El bar del pueblo
No es pueblo para forasteros
La semana pasada estuve recorriendo algunos pueblos de Lleida. Estuve trabajando en una serie de fotografías que espero poder compartir pronto. El último día, antes de marcharme, decidí entrar en uno de los dos bares del pueblo principal, donde me había quedado.
No tenía ninguna razón concreta, más allá de despedirme del lugar con un gesto simbólico. Pero desde fuera, el bar no me gustó. Tenía una terraza desangelada en una esquina sombría. Todo el ambiente era hosco. Aun así, me convencí de que debía hacerlo: entrar, pedir algo, observar.
Dentro, el bar era aún más desagradable. Oscuro, frío, con un televisor enorme sintonizado en TVE. No tengo nada contra el canal, pero me sorprendió verlo en un pueblo claramente independentista.
Me senté en la barra y pedí un té. A esa hora, las diez de la mañana, solo había un hombre sentado en una mesa, encorvado sobre su cerveza. El local lo llevaban dos personas del Este de Europa —no sabría precisar más—, y desde la cocina se oían ladridos de dos perros encerrados en un cuarto. Nada acogedor. Pero yo estaba allí para mirar.
Observé los detalles. La barra desordenada, una cafetera antigua, unas botellas mal colocadas. Y cuando los dos propietarios entraron un momento en la trastienda, saqué la Ricoh y disparé unas cuantas fotos. Cuatro o cinco, no más. Me atrajo el contraste con lo que solemos ver en redes: cafés brillantes, platos perfectos, interiores bonitos. Aquí no había nada de eso. Solo una escena cruda, abandonada, real.
Era justo eso lo que estaba trabajando en mi serie: la ausencia. Los rastros de vida que quedan flotando en lugares que parecen ya habitados solo por ecos. Aquella cocina era eso: una estela en el mar.
Me giré para ver si el hombre de la mesa seguía allí. Seguía. Y me miraba con una intensidad fuera de lugar. Me dijo, en voz alta y firme, que me había visto, que sabía lo que había hecho, y que no sabía con quién estaba tratando. Esa frase me hizo recordar algo: el que tiene poder real no amenaza. Lo ejerce. Él amenazaba.

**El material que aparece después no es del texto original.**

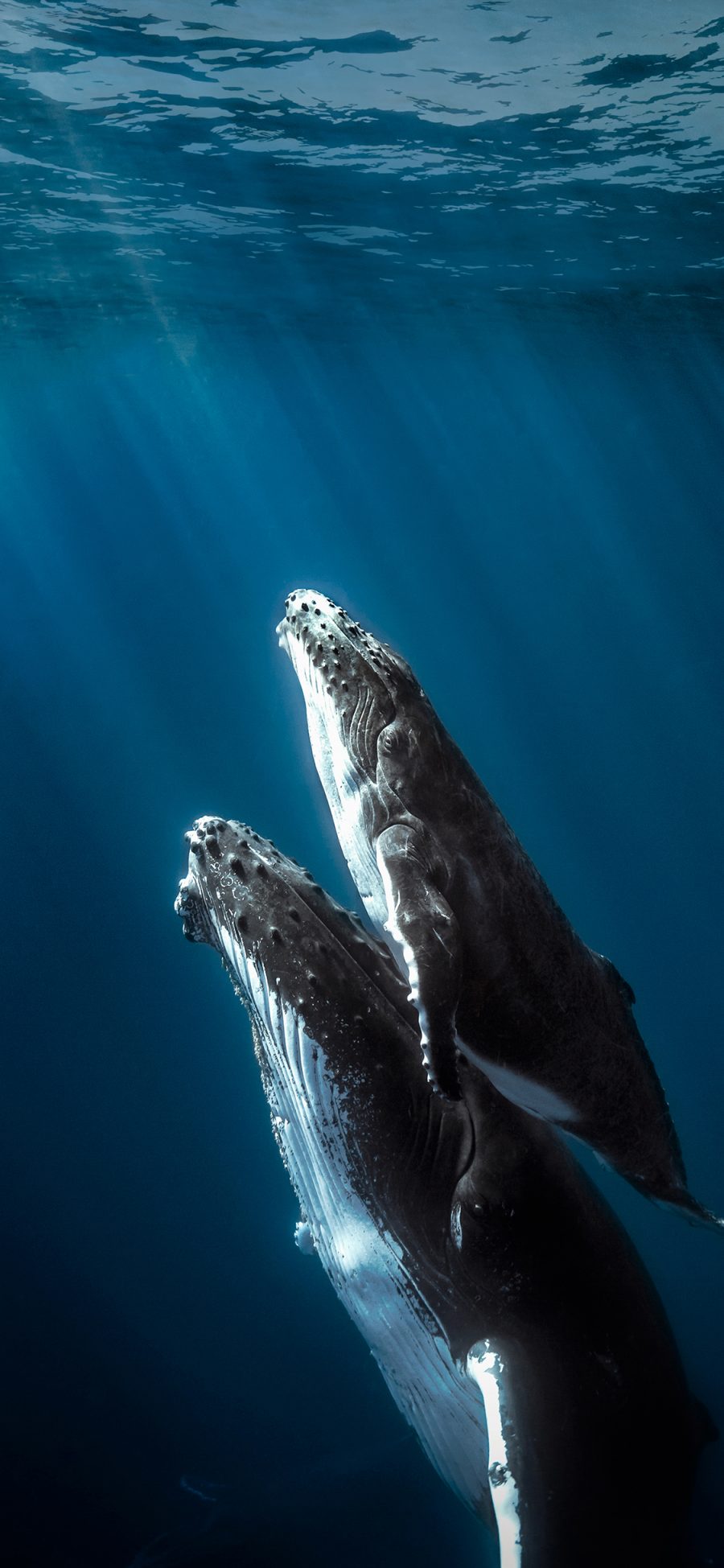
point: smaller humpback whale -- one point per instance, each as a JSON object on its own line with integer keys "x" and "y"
{"x": 494, "y": 966}
{"x": 510, "y": 1315}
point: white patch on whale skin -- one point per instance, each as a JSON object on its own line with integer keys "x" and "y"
{"x": 342, "y": 781}
{"x": 367, "y": 1264}
{"x": 520, "y": 1090}
{"x": 486, "y": 1369}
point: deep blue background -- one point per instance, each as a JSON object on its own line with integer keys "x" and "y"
{"x": 537, "y": 525}
{"x": 522, "y": 494}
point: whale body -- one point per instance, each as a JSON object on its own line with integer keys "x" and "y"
{"x": 494, "y": 968}
{"x": 505, "y": 1307}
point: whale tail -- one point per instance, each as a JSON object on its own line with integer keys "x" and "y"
{"x": 682, "y": 1201}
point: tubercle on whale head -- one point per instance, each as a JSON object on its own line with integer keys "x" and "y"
{"x": 353, "y": 684}
{"x": 249, "y": 902}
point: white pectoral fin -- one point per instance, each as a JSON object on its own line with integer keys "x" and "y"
{"x": 486, "y": 1368}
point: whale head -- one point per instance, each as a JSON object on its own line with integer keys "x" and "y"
{"x": 278, "y": 932}
{"x": 373, "y": 733}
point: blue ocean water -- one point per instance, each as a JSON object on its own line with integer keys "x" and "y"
{"x": 421, "y": 307}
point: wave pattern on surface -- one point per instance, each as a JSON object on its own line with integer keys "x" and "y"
{"x": 206, "y": 154}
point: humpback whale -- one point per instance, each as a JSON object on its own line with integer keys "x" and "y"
{"x": 494, "y": 966}
{"x": 508, "y": 1313}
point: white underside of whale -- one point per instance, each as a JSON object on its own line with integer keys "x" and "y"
{"x": 367, "y": 1264}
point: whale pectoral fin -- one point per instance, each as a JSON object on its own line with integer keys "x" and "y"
{"x": 423, "y": 924}
{"x": 486, "y": 1366}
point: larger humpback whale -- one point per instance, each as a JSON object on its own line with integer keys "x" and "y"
{"x": 494, "y": 966}
{"x": 504, "y": 1303}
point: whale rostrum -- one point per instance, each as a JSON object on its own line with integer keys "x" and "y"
{"x": 496, "y": 969}
{"x": 508, "y": 1313}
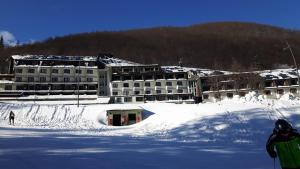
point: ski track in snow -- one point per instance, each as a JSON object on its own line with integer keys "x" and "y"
{"x": 208, "y": 135}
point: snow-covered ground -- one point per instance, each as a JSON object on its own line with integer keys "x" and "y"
{"x": 230, "y": 134}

Se levantó tambaleante, con una barriga prominente y una pierna que cojeaba. Llevaba al menos dos cervezas encima, a juzgar por el olor y la hora. Me apuntó con el dedo y empezó a soltarme frases con tono acusatorio. Le respondí tranquilo, que solo había hecho unas fotos de los objetos del bar. Me dijo que eso no se podía hacer sin permiso. Que mi actitud era sospechosa. Le expliqué que la esencia vieja del lugar me había llamado la atención, que por eso saqué la cámara. Pero ahí entendí que quizá ya había cometido el error: no leer bien la situación.
En ese momento salieron los dos propietarios del cuarto trasero. Él les explicó lo ocurrido, inflando la historia. Y ahí empezó lo peor: se colocaron a mi alrededor, me hablaban con tono tenso, casi violento. Me exigieron ver las fotos. Accedí. Se sintieron vulnerados. Me dijeron que aquello era privado, que ese bar era su casa. Que no tenía derecho a fotografiar nada.

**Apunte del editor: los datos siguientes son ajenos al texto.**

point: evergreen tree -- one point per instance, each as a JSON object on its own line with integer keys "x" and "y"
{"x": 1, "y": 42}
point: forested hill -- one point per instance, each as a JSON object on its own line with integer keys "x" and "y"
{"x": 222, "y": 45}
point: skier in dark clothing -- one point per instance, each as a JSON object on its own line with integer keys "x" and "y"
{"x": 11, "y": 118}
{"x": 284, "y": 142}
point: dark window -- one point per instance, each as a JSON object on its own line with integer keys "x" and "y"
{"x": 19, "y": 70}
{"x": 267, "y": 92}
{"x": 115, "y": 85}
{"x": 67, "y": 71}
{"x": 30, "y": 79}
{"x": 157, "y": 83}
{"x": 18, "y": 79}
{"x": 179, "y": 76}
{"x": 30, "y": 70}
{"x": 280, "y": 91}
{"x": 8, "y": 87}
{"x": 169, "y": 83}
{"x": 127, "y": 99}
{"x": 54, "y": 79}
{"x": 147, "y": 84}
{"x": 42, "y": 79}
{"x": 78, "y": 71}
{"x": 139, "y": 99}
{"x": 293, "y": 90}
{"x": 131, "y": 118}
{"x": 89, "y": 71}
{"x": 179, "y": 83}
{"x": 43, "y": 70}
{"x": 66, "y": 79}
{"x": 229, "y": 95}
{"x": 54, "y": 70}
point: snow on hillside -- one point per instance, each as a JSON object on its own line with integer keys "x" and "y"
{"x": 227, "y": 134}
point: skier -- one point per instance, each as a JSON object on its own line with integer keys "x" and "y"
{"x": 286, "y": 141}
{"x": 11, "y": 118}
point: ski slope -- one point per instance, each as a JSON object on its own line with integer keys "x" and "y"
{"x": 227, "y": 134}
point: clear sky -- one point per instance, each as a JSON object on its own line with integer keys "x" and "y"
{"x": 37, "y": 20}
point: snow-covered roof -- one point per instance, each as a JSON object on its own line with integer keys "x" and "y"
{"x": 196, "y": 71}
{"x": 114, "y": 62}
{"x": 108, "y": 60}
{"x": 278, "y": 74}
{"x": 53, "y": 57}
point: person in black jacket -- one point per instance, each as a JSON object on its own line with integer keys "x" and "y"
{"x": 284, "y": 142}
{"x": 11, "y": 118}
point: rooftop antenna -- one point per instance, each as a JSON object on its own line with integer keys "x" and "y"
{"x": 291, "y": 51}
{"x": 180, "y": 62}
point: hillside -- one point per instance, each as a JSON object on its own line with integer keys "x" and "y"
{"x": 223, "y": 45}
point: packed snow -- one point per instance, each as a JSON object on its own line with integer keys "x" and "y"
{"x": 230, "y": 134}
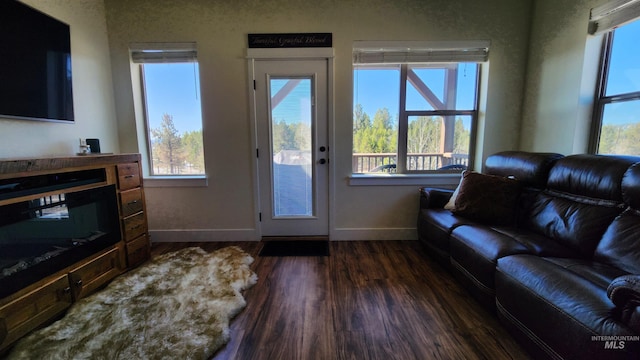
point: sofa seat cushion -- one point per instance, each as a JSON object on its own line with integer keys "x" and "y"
{"x": 572, "y": 296}
{"x": 619, "y": 244}
{"x": 577, "y": 222}
{"x": 434, "y": 229}
{"x": 475, "y": 250}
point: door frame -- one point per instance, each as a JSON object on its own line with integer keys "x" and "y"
{"x": 253, "y": 55}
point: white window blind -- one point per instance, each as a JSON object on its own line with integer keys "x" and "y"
{"x": 407, "y": 52}
{"x": 163, "y": 52}
{"x": 613, "y": 14}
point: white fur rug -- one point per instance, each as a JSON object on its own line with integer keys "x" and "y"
{"x": 177, "y": 306}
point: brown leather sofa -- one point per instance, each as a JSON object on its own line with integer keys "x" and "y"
{"x": 551, "y": 244}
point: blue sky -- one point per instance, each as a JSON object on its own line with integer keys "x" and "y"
{"x": 624, "y": 76}
{"x": 174, "y": 89}
{"x": 178, "y": 92}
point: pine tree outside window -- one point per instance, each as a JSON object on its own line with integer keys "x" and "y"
{"x": 415, "y": 105}
{"x": 617, "y": 108}
{"x": 173, "y": 116}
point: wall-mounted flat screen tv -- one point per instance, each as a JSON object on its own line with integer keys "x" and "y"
{"x": 35, "y": 65}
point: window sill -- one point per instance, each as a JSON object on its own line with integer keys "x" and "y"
{"x": 176, "y": 181}
{"x": 436, "y": 180}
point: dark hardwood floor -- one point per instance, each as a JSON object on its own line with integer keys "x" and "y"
{"x": 368, "y": 300}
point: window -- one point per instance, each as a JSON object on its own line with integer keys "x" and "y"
{"x": 617, "y": 110}
{"x": 415, "y": 106}
{"x": 616, "y": 115}
{"x": 171, "y": 90}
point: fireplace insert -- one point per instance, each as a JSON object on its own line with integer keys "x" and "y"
{"x": 41, "y": 236}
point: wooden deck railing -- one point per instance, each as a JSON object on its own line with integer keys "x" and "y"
{"x": 385, "y": 162}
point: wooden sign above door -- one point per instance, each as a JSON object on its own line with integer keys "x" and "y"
{"x": 290, "y": 40}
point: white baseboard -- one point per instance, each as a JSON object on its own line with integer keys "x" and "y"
{"x": 218, "y": 235}
{"x": 204, "y": 235}
{"x": 354, "y": 234}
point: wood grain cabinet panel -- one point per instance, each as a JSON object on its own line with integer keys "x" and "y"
{"x": 37, "y": 304}
{"x": 134, "y": 226}
{"x": 33, "y": 309}
{"x": 131, "y": 202}
{"x": 128, "y": 176}
{"x": 97, "y": 272}
{"x": 138, "y": 251}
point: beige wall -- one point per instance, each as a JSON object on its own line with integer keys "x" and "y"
{"x": 225, "y": 208}
{"x": 561, "y": 77}
{"x": 92, "y": 89}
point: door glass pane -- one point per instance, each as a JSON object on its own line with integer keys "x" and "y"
{"x": 438, "y": 142}
{"x": 620, "y": 132}
{"x": 291, "y": 143}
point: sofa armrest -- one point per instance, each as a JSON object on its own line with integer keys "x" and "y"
{"x": 624, "y": 292}
{"x": 432, "y": 198}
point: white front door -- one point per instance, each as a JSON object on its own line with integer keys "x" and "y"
{"x": 291, "y": 126}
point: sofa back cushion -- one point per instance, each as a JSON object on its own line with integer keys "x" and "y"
{"x": 620, "y": 244}
{"x": 583, "y": 197}
{"x": 530, "y": 169}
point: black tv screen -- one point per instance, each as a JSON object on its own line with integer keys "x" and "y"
{"x": 35, "y": 65}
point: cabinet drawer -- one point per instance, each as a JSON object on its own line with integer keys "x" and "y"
{"x": 128, "y": 176}
{"x": 26, "y": 313}
{"x": 97, "y": 272}
{"x": 134, "y": 226}
{"x": 131, "y": 202}
{"x": 138, "y": 251}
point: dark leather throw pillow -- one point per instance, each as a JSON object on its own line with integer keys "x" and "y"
{"x": 487, "y": 198}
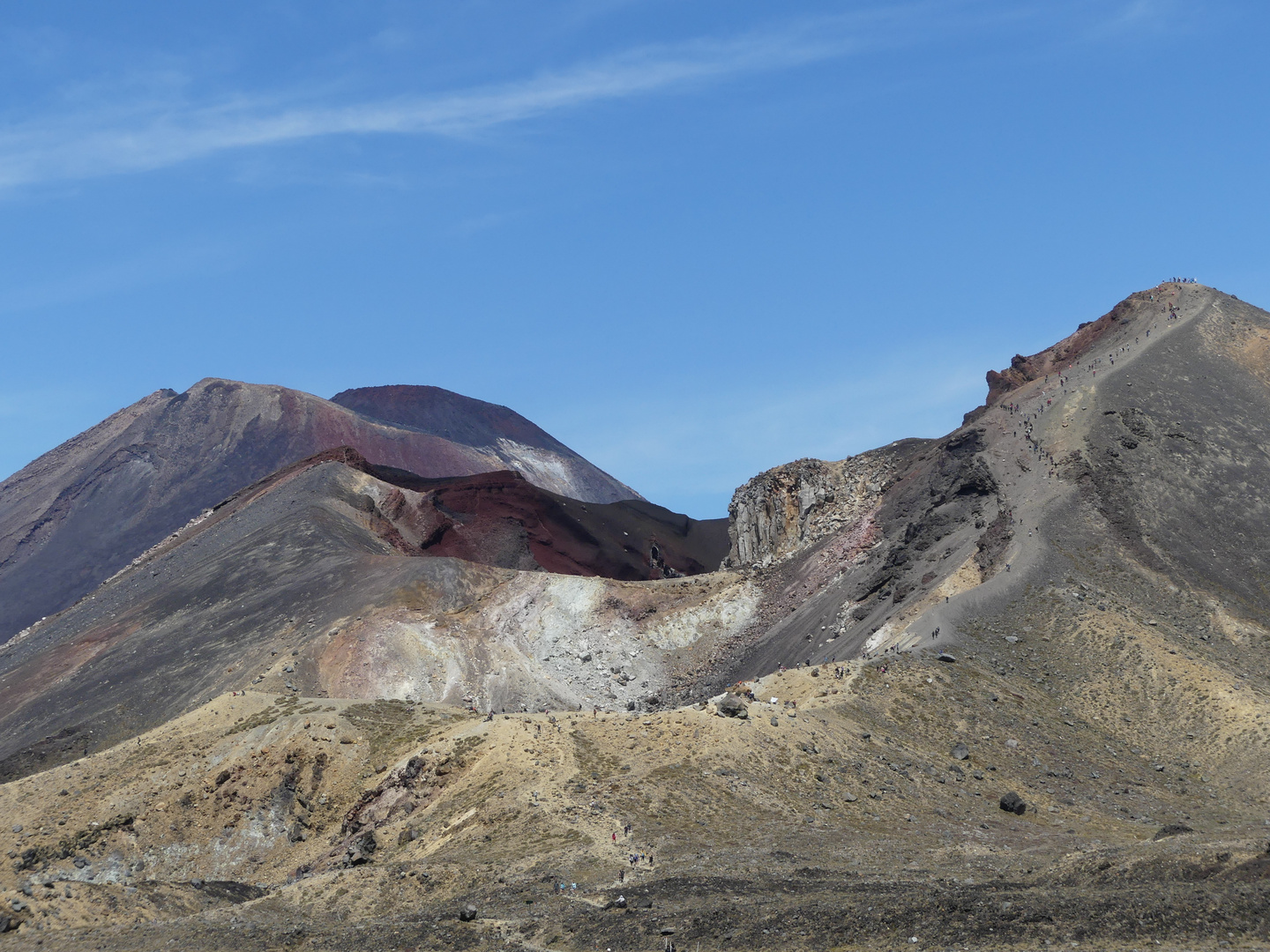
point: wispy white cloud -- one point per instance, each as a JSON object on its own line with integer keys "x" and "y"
{"x": 140, "y": 136}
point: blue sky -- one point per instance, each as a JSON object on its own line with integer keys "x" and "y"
{"x": 692, "y": 240}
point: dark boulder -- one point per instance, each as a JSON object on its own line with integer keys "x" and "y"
{"x": 1013, "y": 804}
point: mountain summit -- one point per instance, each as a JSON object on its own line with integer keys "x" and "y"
{"x": 1005, "y": 688}
{"x": 81, "y": 512}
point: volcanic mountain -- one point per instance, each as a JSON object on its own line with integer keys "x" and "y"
{"x": 81, "y": 512}
{"x": 1005, "y": 688}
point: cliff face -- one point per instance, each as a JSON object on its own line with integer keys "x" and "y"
{"x": 785, "y": 509}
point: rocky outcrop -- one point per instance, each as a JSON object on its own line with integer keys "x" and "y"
{"x": 782, "y": 510}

Les dije que si querían, borraba las fotos. Que no había fotografiado a nadie. Solo objetos. Cosas visibles para cualquier cliente. Pero no fue suficiente. Me pidieron la cámara. Me negué. Vieron cómo borraba las fotos, pero no se fiaban. Querían ver más. En una apareció el exterior del bar y me increparon por ello. Otro cliente —que hablaba su idioma— entró en escena, y la tensión aumentó.
Yo trataba de explicar que era fotógrafo, que estaba trabajando en un proyecto sobre la vida de los pueblos. Pero ellos solo veían un intruso. Una amenaza. Me rodearon. Me desconfiaron. Me leyeron como alguien peligroso.

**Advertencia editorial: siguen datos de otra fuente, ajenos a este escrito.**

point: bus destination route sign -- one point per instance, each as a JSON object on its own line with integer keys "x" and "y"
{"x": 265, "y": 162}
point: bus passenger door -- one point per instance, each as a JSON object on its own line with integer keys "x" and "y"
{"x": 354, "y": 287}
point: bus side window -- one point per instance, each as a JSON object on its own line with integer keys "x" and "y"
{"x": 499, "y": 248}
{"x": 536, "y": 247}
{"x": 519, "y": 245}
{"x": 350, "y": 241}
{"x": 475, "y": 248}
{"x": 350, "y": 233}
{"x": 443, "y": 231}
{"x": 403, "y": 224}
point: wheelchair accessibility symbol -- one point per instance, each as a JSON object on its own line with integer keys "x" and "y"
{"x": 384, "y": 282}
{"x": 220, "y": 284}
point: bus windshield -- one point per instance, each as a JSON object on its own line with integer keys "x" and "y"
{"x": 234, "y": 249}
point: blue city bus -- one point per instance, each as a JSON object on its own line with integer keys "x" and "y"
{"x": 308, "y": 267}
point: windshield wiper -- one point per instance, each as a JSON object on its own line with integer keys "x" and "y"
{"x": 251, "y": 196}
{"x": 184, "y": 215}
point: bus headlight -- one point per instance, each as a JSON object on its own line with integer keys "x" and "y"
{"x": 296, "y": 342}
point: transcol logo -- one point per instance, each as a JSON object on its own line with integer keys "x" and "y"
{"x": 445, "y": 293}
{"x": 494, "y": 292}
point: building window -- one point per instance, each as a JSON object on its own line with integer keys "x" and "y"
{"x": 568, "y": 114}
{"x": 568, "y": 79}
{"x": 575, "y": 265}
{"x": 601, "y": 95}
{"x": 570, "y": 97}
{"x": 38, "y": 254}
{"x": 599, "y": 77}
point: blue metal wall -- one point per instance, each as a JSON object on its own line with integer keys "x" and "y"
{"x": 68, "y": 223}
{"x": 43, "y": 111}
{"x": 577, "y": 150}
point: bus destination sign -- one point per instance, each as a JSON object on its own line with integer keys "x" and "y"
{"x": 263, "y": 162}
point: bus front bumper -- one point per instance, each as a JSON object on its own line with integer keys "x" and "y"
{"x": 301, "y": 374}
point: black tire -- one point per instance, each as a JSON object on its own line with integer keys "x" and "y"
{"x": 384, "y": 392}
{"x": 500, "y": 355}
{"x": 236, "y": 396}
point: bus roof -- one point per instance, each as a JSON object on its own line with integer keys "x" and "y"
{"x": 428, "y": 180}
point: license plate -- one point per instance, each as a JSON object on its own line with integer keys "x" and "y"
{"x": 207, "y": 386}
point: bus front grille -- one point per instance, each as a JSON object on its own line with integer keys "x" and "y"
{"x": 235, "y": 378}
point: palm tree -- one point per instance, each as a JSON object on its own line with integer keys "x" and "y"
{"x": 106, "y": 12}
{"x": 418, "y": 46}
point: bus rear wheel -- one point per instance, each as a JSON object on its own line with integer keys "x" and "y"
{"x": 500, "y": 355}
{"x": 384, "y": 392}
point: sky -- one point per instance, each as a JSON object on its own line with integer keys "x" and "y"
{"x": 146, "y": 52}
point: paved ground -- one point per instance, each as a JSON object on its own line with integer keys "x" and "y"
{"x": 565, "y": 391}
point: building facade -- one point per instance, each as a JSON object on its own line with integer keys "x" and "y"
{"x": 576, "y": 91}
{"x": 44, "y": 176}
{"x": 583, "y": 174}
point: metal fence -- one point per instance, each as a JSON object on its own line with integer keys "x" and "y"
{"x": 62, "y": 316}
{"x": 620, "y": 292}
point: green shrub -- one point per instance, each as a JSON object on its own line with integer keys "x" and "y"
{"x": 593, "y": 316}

La mujer volvió al cuarto y revisó las fotos. Me dijo que esperé a que entraran para disparar. No mentía. Pero mi intención no era mala. Solo quise atrapar una escena que estaba ahí, delante de mí, tan tangible como abandonada.
Me dijeron que ya habían tenido problemas antes. Que no se puede fiar uno de nadie. Que no querían más robos. Me trataron como un delincuente.
Salí afectado. Aunque antes de irme, me terminé el té. Me acerqué al tipo de la mesa y le dije, con calma, que no se podía tratar así a la gente. Que no me extrañaba que el bar estuviera vacío, con ese ambiente tan opaco. Me disculpé con los dueños y me fui.
No volví a hacer fotos ese día.
No me siento mal por lo que hice. No fotografié personas. No robé nada. Pero sí creo que debo aprender a leer mejor las situaciones. Esa reacción tan desproporcionada me dejó con la sospecha de que algo esconden. Quizá no. Quizá simplemente viven con miedo.
Días después miré la ficha de Google del bar. Varios usuarios habían subido imágenes del interior, incluso de la barra, con más luz que la que había cuando yo entré. Pero claro, yo no iba con intención turística. Yo miraba de otra forma. Y eso se nota.
Quizá fue solo eso: un mal día, un mal lugar, una mala energía. O quizá se cocina algo más, nunca lo sabremos.
Las fotos ya no existen.
Pero la historia, al menos, queda aquí.
El primer día del Génesis
Viajando a otro lugar —en concreto, a Lavapiés, Madrid—, hace un par de semanas compartí un rato con Rodrigo Roher. Primero en la calle, compartiendo una bebida, y luego frente a los micrófonos de Humanistas Sin Complejos, donde grabamos una charla que merece ser escuchada con calma y atención.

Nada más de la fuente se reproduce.